This chapter is targeted at IT administrators who are responsible for maintaining and installing large numbers of PCs. While Linux on the desktop is becoming more and more popular nowadays, without serious methods for standardizing, securing, and automating the install process, the interoperability of the desktop itself is only half the issue at hand.
This chapter builds upon the installation-related skills learned in Chapter 2 to help you secure your standardized desktop, workstation, and server OS installs. The kickstart technology covered here will enable you to create standardized desktop and server loads, customize those standard loads, and then roll them out to machines over the network. This client/server kickstart automated provisioning system comes with all Fedora Core-and Red Hat-based systems.
This type of OS install technology, when combined with OS hardening skills we cover in this chapter, is exactly what it takes to be able to roll out, or provision, Linux systems in the enterprise environment. This level of provisioning automation has been built into Red Hat-based systems for years and is one of the many features that really helps to decrease a Linux shop's Total Cost of Ownership (TCO), while increasing your bosses Return on Investment (ROI) (that is, justification for your salary).

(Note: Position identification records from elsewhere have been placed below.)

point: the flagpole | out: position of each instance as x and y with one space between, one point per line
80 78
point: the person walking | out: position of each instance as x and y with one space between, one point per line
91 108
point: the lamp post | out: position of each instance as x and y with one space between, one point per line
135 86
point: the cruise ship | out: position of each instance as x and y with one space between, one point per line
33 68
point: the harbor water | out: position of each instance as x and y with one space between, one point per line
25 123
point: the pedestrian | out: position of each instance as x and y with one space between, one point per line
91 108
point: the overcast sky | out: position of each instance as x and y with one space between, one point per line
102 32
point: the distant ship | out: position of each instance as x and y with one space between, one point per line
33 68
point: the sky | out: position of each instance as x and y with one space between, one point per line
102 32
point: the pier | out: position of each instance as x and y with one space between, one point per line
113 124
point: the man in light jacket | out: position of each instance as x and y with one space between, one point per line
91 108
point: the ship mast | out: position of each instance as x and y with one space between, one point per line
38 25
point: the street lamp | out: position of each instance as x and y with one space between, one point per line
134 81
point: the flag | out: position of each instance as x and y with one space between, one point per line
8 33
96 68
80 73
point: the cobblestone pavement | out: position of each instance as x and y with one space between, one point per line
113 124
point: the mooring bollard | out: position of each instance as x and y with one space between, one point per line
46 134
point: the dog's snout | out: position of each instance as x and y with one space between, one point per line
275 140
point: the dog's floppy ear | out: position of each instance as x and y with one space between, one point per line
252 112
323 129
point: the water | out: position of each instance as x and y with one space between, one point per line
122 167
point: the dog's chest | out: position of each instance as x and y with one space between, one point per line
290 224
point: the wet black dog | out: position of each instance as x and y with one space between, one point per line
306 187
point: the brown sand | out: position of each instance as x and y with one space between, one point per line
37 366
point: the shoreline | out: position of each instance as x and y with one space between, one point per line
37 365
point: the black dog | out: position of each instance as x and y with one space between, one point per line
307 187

We start off with a nice leisurely overview of the kickstart technology, and then get into how to customize your template machine loads. We review some best practices for locking down and securing your desktop and server template machines, go through the steps for creating your own kickstart provisioning server, and explain how to run a kickstart network install via boot floppy or CD. We wrap up with a couple of common kickstart problems (and their solutions).